Automated Identification of Domestic Violence in Written Child Welfare Records: A Mixed Methods Approach Using Text Mining and Machine Learning

Schedule:
Thursday, January 21, 2021
* noted as presenting author
Bryan Victor, PhD, Associate Professor, Indiana University, Indianapolis
Brian Perron, PhD, Professor, University of Michigan-Ann Arbor, MI
Rebeccah Sokol, PhD, Research Fellow, University of Michigan-Ann Arbor, MI
Lisa Fedina, PhD, Assistant Professor, University of Michigan-Ann Arbor, MI
Joseph Ryan, PhD, Professor, University of Michigan-Ann Arbor, Ann Arbor, MI
Background and Purpose: Child welfare agencies frequently lack ready access to information about the front-end service needs of the families they serve. That is, agencies often do not have service need-related data stored in a structured format that would permit statistical analyses to determine the prevalence, correlates or geographic distribution of particular needs. A potential corrective to this problem is the information contained within the written summaries in an agency’s administrative records, but this information is stored in an unstructured format. Storage of information in this manner does not permit analysis of service need-related data across the thousands of cases an agency processes each year. To address this issue, the current study tests the feasibility of text mining and machine learning procedures for identifying problems related to domestic violence documented in child welfare investigation summaries, a prominent service need for child welfare-involved families.

Methods: The current study used a mixed methods approach to develop and test a set of computer models to automate the coding of investigation summaries for our target construct. To start, four expert human coders labeled a collection of child welfare investigation summaries (N = 1,402) for the presence (DV+) or absence (DV-) of an active domestic violence service need. These labeled documents were then used to develop a set of text mining and machine learning models, and to test their accuracy and reliability. We first developed a rules-based text mining model that relied on the use of an expert dictionary and sentiment analysis to classify documents as DV+ or DV-. We then develop more advanced machine learning models that used a k-nearest neighbor algorithm to perform the coding task. Accuracy and reliability for all models were determined by comparing computer classifications to those of expert human coders.

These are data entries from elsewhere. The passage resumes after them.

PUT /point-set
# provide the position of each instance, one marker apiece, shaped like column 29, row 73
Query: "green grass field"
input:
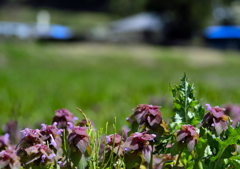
column 107, row 80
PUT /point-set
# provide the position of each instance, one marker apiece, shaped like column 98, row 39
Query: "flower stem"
column 151, row 160
column 179, row 156
column 200, row 155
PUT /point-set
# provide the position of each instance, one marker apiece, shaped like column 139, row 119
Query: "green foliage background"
column 107, row 80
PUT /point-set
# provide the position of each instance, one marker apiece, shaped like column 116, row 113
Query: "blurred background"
column 108, row 56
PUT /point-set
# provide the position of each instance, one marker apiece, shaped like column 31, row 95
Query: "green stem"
column 179, row 156
column 151, row 160
column 200, row 155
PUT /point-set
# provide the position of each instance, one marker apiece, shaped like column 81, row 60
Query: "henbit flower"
column 79, row 138
column 39, row 153
column 215, row 119
column 140, row 142
column 188, row 135
column 63, row 116
column 4, row 142
column 30, row 137
column 118, row 142
column 233, row 111
column 9, row 159
column 12, row 128
column 148, row 114
column 83, row 123
column 53, row 141
column 51, row 134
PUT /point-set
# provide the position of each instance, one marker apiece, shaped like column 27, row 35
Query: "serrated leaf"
column 184, row 102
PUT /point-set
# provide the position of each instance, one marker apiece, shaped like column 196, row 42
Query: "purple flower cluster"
column 63, row 116
column 188, row 135
column 233, row 111
column 140, row 142
column 9, row 159
column 150, row 119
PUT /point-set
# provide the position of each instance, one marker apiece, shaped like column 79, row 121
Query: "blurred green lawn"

Results: The machine learning models achieved greater than 90% accuracy in the classification of documents when compared to the classification decisions of expert human coders. Fleiss kappa estimates of coding reliability between the top-performing model and expert human coders exceeded .80, suggesting that system administrators, researchers and evaluators could confidently deploy our model to bring this task to scale, rapidly classifying their entire population of documents for the presence or absence of a domestic violence service need.

Conclusions and Implications: The results provide strong evidence that text mining and machine learning procedures can be a cost-effective solution for extracting meaningful insights from unstructured text data. While not suitable for case-level predictive analytics, the insights derived from these procedures can be particularly useful for investigating the prevalence, temporal trends and geographic distribution of domestic violence-related needs in the child welfare system. These methods have the potential to substantially enhance the use of unstructured text data in social work research and evaluation.